Si j’ai appris à ma compagne de lit différents raffinements érotiques, ce ne fut pas uniquement par luxure, mais aussi parce que souvent j’en étais réduit à la contenter en l’onanisant de différentes manières, n’ayant plus les forces suffisantes pour la satisfaire par le coït. Nadia avait, en effet, un appétit sexuel très grand et qui dépassait mes forces. Nous coïtions plusieurs fois pendant la nuit ; quelquefois elle me réveillait pendant la nuit ou au point du jour pour renouveler le coït. Quand je me sentais trop épuisé, je la satisfaisais par différentes manipulations et surtout par le cunnilingus qu’elle affectionnait particulièrement. Tous ces excès ne firent, je crois, aucun mal à sa santé, mais la mienne en fut ébranlée. Ce qui m’inquiétait surtout c’était l’affaiblissement de ma mémoire ; c’était peut-être une simple apparence, provenant de ce que les livres m’intéressaient de moins en moins et que je devenais incapable de fixer mon attention sur les matières étudiées.

Mes entrevues avec Nadia étaient fréquentes ; je passais la plupart des nuits dans son lit et ne rentrais chez moi que le matin, quelquefois pour prendre seulement les livres que j’emportais au gymnase.
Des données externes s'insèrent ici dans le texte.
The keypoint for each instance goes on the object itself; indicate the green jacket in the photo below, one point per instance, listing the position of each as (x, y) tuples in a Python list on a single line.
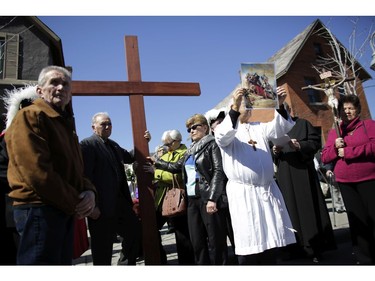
[(164, 178)]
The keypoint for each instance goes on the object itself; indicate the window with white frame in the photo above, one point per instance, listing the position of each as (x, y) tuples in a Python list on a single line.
[(9, 51)]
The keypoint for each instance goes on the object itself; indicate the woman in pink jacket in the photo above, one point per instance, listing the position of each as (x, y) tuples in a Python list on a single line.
[(354, 157)]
Mon père ne pouvait ignorer que je menais une vie irrégulière, mais il restait fidèle à ses opinions qui lui interdisaient de se mêler de la conduite des jeunes gens ; en outre, il était à cette époque excessivement préoccupé par ses propres affaires matérielles, qui marchaient mal.

Je me souviens que, couché avec Nadia la nuit, j’entendais quelquefois, à travers le mur, un bruit de formidable hoquet, avec des intonations hystériques et presque des hurlements. Nadia m’expliqua (elle l’avait su par les domestiques) que ces attaques vraiment monstrueuses de hoquet s’emparaient de sa voisine immédiate, une jeune Polonaise, chaque fois qu’elle jouissait pendant le coït avec son mari. Chacune de ces attaques durait plus d’une demi-heure. Heureusement pour nous, la jeune Polonaise quitta bientôt ce logement. J’ai déjà dit que Nadia elle-même avait quelquefois des crises hystériques après un coït (ou une séance de cunnilingus) particulièrement voluptueux ; mais cela n’arrivait que de temps en temps.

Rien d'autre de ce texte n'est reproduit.